= Birgit Menz =

German politician

Birgit Menz is a German politician of the Left Party who was from 2015 to 2017 a member of the Bundestag.

== Early life and education ==
Menz was born on 16 May 1962 in Suhl, Thuringia and since 1997 lives in Bremen. After visiting a polytechnic secondary school, she trained as a bookseller at a vocational school for bookselling, and graduated from the University of Applied Sciences for Bookselling. She later did various retraining programmes, and thanks to those, she currently works as a clerk in an engineering office.

== Political work ==
Since the age of nineteen, Menz has been active in left-wing party politics, within the Party of Democratic Socialism (later the Left) on the executive committee, in auditing and as treasurer. She was participated in the local initiative "Stephanikreis Ladenschluss" against right-wing extremism, racism and anti-Semitism.

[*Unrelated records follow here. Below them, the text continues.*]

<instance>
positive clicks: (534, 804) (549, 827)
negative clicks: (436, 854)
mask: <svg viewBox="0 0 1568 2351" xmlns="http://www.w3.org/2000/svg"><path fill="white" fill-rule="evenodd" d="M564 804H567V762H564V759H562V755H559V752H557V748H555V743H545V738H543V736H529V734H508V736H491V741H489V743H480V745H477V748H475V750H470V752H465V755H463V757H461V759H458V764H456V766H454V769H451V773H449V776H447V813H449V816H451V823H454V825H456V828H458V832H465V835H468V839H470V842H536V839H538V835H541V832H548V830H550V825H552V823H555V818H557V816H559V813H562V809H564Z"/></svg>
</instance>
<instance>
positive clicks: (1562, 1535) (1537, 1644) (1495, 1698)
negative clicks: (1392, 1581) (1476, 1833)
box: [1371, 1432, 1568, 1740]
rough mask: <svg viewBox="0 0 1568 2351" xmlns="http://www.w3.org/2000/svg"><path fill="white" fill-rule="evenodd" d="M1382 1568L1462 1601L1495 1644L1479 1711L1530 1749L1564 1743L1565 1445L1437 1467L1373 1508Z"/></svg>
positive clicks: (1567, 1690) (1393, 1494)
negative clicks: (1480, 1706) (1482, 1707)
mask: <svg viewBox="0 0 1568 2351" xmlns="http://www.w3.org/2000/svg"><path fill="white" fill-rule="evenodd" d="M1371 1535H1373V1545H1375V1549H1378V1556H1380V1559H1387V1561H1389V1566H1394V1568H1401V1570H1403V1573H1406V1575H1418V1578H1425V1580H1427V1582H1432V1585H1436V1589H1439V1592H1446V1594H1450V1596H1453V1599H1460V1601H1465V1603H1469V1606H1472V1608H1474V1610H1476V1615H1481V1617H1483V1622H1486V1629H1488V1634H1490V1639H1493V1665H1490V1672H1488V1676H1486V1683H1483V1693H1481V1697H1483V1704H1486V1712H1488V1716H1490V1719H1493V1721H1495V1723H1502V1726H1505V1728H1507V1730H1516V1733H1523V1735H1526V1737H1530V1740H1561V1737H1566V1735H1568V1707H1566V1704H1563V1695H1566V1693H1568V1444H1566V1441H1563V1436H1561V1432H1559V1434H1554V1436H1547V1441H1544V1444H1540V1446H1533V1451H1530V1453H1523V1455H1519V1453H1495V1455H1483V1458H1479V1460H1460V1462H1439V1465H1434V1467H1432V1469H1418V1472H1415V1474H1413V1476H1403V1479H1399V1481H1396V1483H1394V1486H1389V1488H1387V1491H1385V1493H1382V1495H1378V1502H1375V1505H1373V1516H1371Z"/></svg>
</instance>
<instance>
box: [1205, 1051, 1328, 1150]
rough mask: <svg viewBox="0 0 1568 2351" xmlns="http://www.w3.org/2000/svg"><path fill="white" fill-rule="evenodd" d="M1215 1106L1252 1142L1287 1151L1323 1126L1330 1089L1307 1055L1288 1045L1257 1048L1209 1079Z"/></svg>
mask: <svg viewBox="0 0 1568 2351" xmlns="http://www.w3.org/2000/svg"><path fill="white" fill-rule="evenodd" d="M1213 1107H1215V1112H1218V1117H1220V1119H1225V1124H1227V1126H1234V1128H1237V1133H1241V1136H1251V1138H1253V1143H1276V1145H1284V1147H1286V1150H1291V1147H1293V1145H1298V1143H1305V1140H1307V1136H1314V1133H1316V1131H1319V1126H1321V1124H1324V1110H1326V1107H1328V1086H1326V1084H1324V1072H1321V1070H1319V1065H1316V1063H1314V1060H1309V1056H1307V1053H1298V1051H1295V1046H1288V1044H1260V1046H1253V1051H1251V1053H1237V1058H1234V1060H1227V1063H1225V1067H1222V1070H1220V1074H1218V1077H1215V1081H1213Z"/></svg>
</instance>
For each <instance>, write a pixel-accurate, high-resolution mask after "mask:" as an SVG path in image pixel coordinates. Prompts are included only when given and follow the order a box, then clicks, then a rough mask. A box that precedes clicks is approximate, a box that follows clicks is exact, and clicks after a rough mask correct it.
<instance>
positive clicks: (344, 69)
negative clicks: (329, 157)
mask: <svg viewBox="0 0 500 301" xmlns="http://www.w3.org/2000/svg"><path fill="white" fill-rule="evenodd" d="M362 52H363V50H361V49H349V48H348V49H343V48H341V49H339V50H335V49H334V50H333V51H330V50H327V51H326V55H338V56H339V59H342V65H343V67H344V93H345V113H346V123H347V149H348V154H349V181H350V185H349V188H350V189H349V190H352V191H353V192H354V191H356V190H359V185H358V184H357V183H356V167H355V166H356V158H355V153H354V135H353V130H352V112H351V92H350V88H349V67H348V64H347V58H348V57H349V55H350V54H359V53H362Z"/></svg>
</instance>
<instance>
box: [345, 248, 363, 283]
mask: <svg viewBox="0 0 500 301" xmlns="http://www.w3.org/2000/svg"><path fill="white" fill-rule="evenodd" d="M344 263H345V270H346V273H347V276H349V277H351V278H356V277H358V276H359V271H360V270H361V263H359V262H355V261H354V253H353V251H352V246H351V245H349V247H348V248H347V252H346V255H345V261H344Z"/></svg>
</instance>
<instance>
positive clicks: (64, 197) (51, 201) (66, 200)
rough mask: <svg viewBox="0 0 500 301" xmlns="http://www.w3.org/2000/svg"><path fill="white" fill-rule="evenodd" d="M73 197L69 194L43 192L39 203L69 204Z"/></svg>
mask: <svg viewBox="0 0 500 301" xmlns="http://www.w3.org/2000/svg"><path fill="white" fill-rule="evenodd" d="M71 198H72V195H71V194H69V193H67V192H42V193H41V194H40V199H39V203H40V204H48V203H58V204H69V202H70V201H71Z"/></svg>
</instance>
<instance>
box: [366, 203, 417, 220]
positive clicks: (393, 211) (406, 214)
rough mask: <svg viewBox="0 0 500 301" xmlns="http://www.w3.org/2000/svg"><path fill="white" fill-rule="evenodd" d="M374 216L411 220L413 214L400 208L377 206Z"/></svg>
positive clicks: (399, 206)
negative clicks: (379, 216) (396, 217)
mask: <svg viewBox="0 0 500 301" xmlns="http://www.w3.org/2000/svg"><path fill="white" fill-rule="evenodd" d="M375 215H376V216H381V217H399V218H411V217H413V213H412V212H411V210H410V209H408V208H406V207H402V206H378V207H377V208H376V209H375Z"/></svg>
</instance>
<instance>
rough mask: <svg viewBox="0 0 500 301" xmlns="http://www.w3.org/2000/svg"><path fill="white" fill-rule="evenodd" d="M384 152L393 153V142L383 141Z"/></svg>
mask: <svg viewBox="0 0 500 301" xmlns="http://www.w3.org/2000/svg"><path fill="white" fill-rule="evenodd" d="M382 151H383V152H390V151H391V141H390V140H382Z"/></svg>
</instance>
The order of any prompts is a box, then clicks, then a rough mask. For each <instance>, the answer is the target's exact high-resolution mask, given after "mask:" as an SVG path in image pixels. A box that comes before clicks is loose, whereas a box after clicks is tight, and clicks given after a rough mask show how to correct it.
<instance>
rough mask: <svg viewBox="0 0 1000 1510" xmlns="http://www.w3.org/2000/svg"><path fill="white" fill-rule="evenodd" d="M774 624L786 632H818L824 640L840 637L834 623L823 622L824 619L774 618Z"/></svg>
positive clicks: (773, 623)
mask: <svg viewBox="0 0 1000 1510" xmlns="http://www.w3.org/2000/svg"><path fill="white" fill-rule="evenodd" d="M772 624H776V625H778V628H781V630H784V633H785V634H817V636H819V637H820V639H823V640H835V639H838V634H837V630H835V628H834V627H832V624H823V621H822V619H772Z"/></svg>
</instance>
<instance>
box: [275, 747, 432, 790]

She joined the Bundestag in March 2015 after Agnes Alpers had to resign from the political work due to a stroke she suffered. As part of her parliamentary work, she was Chairwoman of the Parliamentary Advisory Council on Sustainable Development, as well as a full member of the Committee on the Environment, Nature Conservation, Building and Nuclear Safety and a deputy member of the Committee on Transport and Digital Infrastructure and the Committee on Education, Research and Technology Assessment.